This expanded analysis delves into the technical foundations of Node.js, including the V8 engine, libuv, and the event loop, the architectural patterns that emerged at Yammer such as microservices, real-time messaging, and API gateways, and the cultural shifts required to adopt JavaScript on the server. It includes detailed code examples, performance benchmarks, deployment strategies, and lessons learned from production systems handling millions of users.
EDIT
In 2025 landscape, this piece integrates Node.js 20+, Deno, Bun, TypeScript, Server Components, Edge Functions, and WebAssembly, while preserving the original’s pragmatic, hype-free tone. Through rich narratives, system diagrams, and forward-looking speculation, this work serves as both a historical archive and a practical guide for any team evaluating JavaScript as a backend language.
Debunking the Myths of “JavaScript Everywhere”
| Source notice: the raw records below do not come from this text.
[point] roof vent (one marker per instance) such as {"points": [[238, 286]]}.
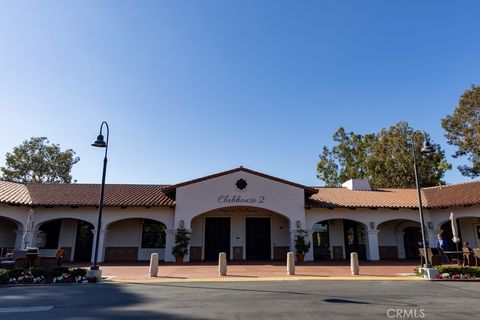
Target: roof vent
{"points": [[357, 184]]}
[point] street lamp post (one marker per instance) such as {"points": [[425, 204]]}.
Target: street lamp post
{"points": [[426, 149], [100, 143]]}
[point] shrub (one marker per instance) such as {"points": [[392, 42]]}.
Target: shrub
{"points": [[77, 272], [4, 276], [38, 272], [301, 244], [453, 270]]}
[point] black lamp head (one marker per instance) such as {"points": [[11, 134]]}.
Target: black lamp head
{"points": [[427, 148], [100, 142]]}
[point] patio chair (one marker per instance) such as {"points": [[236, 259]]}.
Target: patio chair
{"points": [[49, 262], [434, 259], [11, 262], [470, 257], [476, 255]]}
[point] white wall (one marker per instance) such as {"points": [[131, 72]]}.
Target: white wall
{"points": [[8, 233], [280, 232]]}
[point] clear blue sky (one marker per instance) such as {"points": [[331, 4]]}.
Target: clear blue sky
{"points": [[191, 88]]}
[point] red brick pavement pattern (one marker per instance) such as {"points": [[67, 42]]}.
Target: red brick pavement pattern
{"points": [[132, 271]]}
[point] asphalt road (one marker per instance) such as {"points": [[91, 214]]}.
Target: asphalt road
{"points": [[245, 300]]}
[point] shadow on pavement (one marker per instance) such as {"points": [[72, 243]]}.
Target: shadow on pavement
{"points": [[85, 301]]}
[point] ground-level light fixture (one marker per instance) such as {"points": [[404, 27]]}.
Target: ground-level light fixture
{"points": [[426, 149], [100, 143]]}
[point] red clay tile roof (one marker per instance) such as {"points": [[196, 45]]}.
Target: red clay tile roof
{"points": [[380, 198], [83, 195], [455, 195], [122, 195]]}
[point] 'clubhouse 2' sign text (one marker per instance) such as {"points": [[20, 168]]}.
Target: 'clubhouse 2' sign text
{"points": [[225, 198]]}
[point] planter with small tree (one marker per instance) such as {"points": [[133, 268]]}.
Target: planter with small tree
{"points": [[182, 241], [302, 246]]}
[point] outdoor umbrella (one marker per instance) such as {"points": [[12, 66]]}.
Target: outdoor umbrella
{"points": [[28, 228], [453, 221]]}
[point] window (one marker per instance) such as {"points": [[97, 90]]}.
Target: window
{"points": [[153, 234], [48, 234]]}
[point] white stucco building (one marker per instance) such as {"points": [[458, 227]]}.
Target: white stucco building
{"points": [[249, 215]]}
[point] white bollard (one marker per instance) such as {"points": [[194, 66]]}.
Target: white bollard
{"points": [[290, 263], [153, 265], [354, 264], [222, 264]]}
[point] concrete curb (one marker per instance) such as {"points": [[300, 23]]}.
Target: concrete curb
{"points": [[264, 279]]}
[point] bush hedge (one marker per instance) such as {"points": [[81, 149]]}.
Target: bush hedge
{"points": [[471, 271], [39, 275]]}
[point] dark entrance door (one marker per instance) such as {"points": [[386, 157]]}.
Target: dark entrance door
{"points": [[217, 237], [411, 238], [83, 241], [354, 239], [258, 244]]}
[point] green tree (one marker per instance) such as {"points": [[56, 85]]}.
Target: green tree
{"points": [[390, 164], [37, 161], [463, 131], [347, 158], [383, 158]]}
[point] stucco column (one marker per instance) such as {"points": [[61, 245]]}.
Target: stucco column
{"points": [[101, 244], [399, 235], [28, 231], [169, 240], [293, 232], [18, 239], [309, 254], [373, 251]]}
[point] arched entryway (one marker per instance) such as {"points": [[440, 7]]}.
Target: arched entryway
{"points": [[134, 239], [355, 241], [321, 240], [74, 236], [10, 235], [411, 238], [244, 233], [338, 238], [398, 239], [468, 230]]}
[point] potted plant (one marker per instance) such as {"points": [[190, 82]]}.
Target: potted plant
{"points": [[182, 241], [301, 245]]}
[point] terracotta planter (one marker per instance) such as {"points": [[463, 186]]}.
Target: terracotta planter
{"points": [[300, 257], [179, 259]]}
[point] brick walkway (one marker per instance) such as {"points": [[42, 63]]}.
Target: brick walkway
{"points": [[258, 270]]}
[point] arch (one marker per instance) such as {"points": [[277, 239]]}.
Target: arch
{"points": [[473, 215], [321, 240], [391, 239], [10, 234], [73, 235], [18, 223], [403, 218]]}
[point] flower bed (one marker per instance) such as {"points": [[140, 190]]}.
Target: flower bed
{"points": [[43, 276], [454, 273], [457, 273]]}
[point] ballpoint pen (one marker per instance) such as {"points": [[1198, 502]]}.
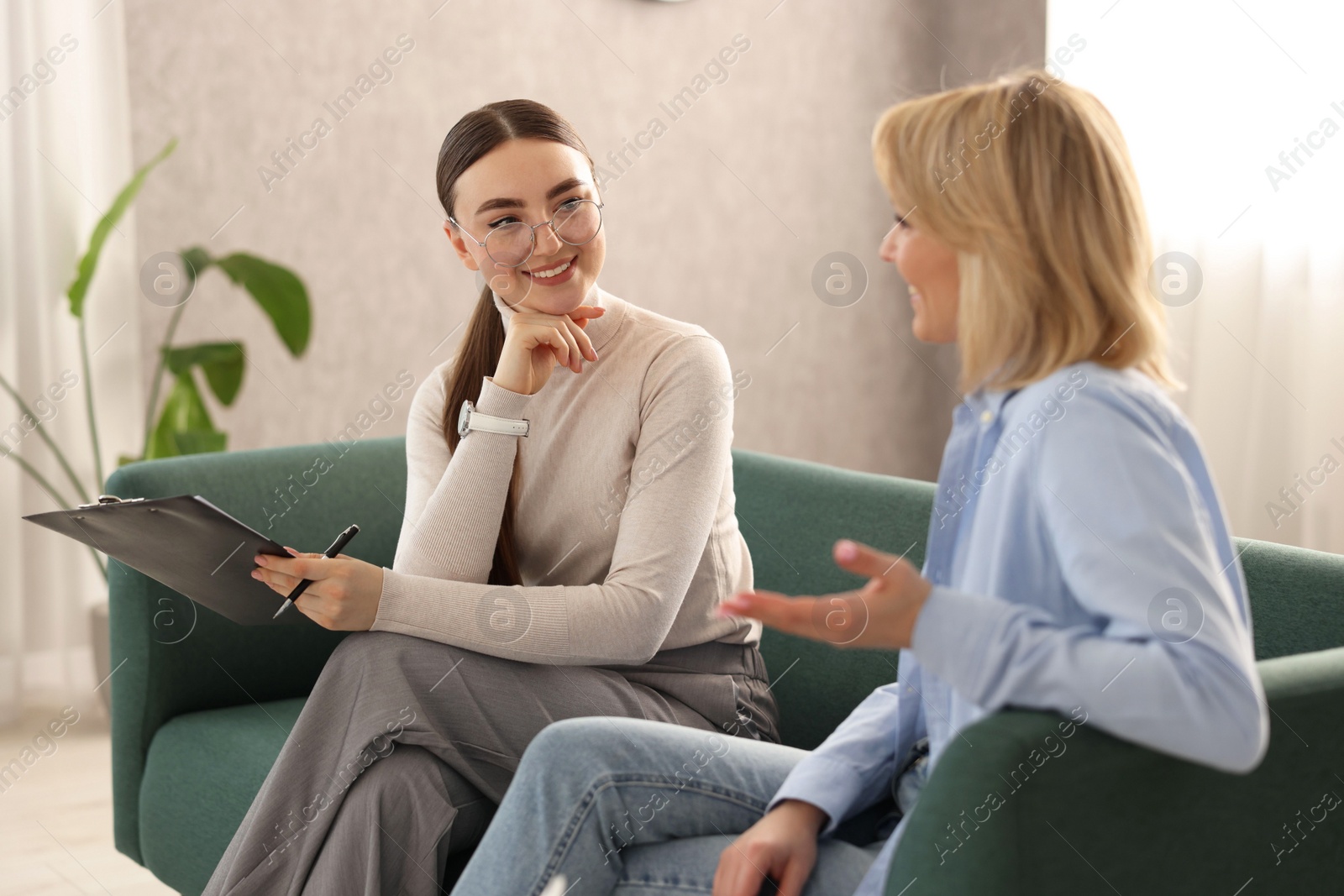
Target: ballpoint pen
{"points": [[342, 540]]}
The phrase JavaScript Everywhere became a marketing slogan that obscured the technology’s true value. Matthew opened his talk by debunking three common myths. First, the idea that developers write the same code on client and server is misleading. In reality, client and server have different concerns, security, latency, state management. Shared logic such as validation or formatting is possible, but full code reuse is rare and often anti-patterned. Second, the notion that Node.js is only for real-time apps is incorrect. While excellent for WebSockets and chat, Node.js excels in I/O-heavy microservices, API gateways, and data transformation pipelines, not just real-time. Third, the belief that Node.js replaces Java, Rails, or Python is false. At Yammer, Node.js was one tool among many. Java powered core services. Ruby on Rails drove the web frontend. Node.js handled high-concurrency, low-latency endpoints. The real win was developer velocity, ecosystem momentum, and operational simplicity.
The Node.js Architecture: Event Loop and Non-Blocking I/O
Node.js is built on a single-threaded, event-driven architecture. Unlike traditional threaded servers like Apache or Tomcat, Node.js uses an event loop to handle thousands of concurrent connections. A simple HTTP server demonstrates this:
const http = require('http');
http.createServer((req, res) => {
setTimeout(() => {
res.end('Hello after 2 seconds');
}, 2000);
}).listen(3000);
While one request waits, the event loop processes others. This is powered by libuv, which abstracts OS-level async I/O such as epoll, kqueue, and IOCP. Google’s V8 engine compiles JavaScript to native machine code using JIT compilation. In 2012, V8 was already outperforming Ruby and Python in raw execution speed. Recently, V8 TurboFan and Ignition have pushed performance into Java and C# territory.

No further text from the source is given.